[PR #6760] [MERGED] IBM granite/granitemoe architecture support #22758

Closed
opened 2026-04-19 16:32:55 -05:00 by GiteaMirror · 0 comments
Owner

📋 Pull Request Information

Original PR: https://github.com/ollama/ollama/pull/6760
Author: @gabe-l-hart
Created: 9/11/2024
Status: Merged
Merged: 10/17/2024
Merged by: @jessegross

Base: mainHead: IBMGraniteArchitectureSupport


📝 Commits (10+)

  • aebcdfd fix(ext_server): Port llama.cpp sampling refactors to ext_server
  • 0400048 fix(server.cpp): Refactor server.cpp logging for llama.cpp overhaul
  • 61c9667 feat: Bump llama.cpp to the latest master with granite support
  • 66a4081 fix(patches): Update all patches (except solar-pro) to work with bumped llama.cpp
  • 1063e6e fix(solar): Update solar patch for llama.cpp bump
  • 35ed3f9 feat(llama.cpp): Bump llama.cpp for granitemoe support
  • ce4c665 feat(llama.cpp): Bump llama.cpp for granitemoe support
  • 44d25a1 fix(solar): Update the solar-pro patch for latest llama.cpp bump
  • 97a6273 feat(llama.cpp): Bump to the latest master of llama.cpp
  • 519176f fix(patches): Update all patches for latest bump

📊 Changes

263 files changed (+14226 additions, -10838 deletions)

View changed files

📝 llama/build-info.cpp (+1 -1)
📝 llama/clip.cpp (+76 -79)
📝 llama/clip.h (+1 -1)
📝 llama/common.cpp (+359 -1955)
📝 llama/common.h (+123 -56)
📝 llama/ggml-aarch64.c (+2128 -1099)
📝 llama/ggml-aarch64.h (+1 -1)
📝 llama/ggml-alloc.c (+7 -1)
📝 llama/ggml-alloc.h (+1 -1)
📝 llama/ggml-backend-impl.h (+11 -10)
📝 llama/ggml-backend.c (+39 -2)
📝 llama/ggml-backend.h (+3 -2)
📝 llama/ggml-blas.cpp (+2 -1)
📝 llama/ggml-blas.h (+1 -1)
📝 llama/ggml-common.h (+21 -1)
llama/ggml-cpu-impl.h (+640 -0)
📝 llama/ggml-cuda.cu (+122 -21)
📝 llama/ggml-cuda.h (+1 -1)
📝 llama/ggml-cuda/acc.cu (+1 -1)
📝 llama/ggml-cuda/acc.cuh (+1 -1)

...and 80 more files

📄 Description

Special Note

Since this PR bumps llama.cpp past the tip of master (6026da52 as of writing this), it includes the recent changes to overhaul sampling and logging. I updated server.cpp so that it compiles and can run the models successfully. I also updated all of the patches to apply to the updated llama.cpp codebase.

Dependencies

UPDATE: This PR no longer has dependencies. The first llama.cpp PR has been merged to support granite, and given our hope to release soon, we'd like to get this merged without granitemoe support and add that in a follow-up PR.

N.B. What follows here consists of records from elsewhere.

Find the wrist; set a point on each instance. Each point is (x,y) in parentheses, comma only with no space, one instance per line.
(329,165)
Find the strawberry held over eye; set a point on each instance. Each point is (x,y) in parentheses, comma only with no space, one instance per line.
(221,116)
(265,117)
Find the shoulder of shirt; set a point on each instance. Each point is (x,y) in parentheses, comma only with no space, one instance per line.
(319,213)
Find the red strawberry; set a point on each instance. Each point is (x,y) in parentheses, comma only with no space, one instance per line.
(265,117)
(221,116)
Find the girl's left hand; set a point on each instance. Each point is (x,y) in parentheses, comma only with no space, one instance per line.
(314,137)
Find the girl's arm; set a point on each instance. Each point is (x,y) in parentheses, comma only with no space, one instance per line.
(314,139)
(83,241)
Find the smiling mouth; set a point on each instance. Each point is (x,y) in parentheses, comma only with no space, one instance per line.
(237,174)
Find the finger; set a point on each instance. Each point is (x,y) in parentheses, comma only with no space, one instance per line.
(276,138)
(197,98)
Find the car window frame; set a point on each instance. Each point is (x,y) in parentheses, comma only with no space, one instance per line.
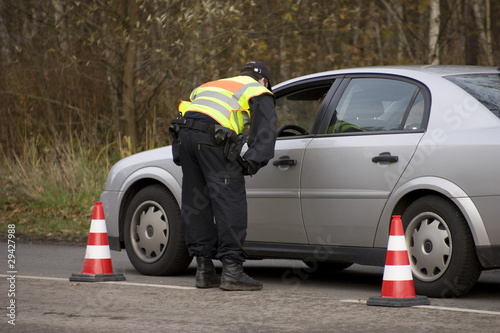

UPDATE 2: Both granite and granitemoe are now supported in llama.cpp. I've rebased the PR to include them (and to pick up support for chameleon).

This PR is dependent on two PRs in llama.cpp:

Currently, the branch will not build since the submodule points to a commit on my fork and I have not changed the remote url. Once the llama.cpp PRs are merged, I will update the submodule pointer to the mainline.

Description

This PR adds support for IBM's granite architecture. See the llama.cpp PRs for full details on the added architectures.

Testing

In order to test this while it's in draft, I did the following:

# Download the IBM research experimental models (need huggingface-cli in python)
huggingface-cli download ibm/PowerLM-3b --local-dir $HOME/models/powerlm-3b
huggingface-cli download ibm/PowerMoE-3b --local-dir $HOME/models/powermoe-3b

# Convert to GGUF using the latest version of llama.cpp (I'm doing it here in the submodule)
cd llm/llama.cpp
pip install -r requirements/requirements-convert_hf_to_gguf.txt
python convert_to_gguf.py $HOME/models/powerlm-3b
python convert_to_gguf.py $HOME/models/powermoe-3b
cd -

# Build the llama-quantize binary in the submodule
cd llm/build/darwin/arm64_static/
make llama-quantize -j
cd -

# Quantize with the locally built llama-quantize
./llm/build/darwin/arm64_static/bin/llama-quantize $HOME/models/powerlm-3b Q4_K_M
./llm/build/darwin/arm64_static/bin/llama-quantize $HOME/models/powermoe-3b Q4_K_M

# Import to ollama (finally!)
echo "FROM $HOME/models/powerlm-3b/ggml-model-Q4_K_M.gguf" > Modelfile.powerlm-3b
./ollama create -f Modelfile.powerlm-3b powerlm:3b
echo "FROM $HOME/models/powermoe-3b/ggml-model-Q4_K_M.gguf" > Modelfile.powermoe-3b
./ollama create -f Modelfile.powermoe-3b powermoe:3b
Old instructions for building from my fork

build ollama

# Add my personal fork as a remote in the submodule
cd llm/llama.cpp
git remote add gabe https://github.com/gabe-l-hart/llama.cpp.git
git fetch gabe
cd -

# Generate and build like normal
go generate ./...
go build .

🔄 This issue represents a GitHub Pull Request. It cannot be merged through Gitea due to API limitations.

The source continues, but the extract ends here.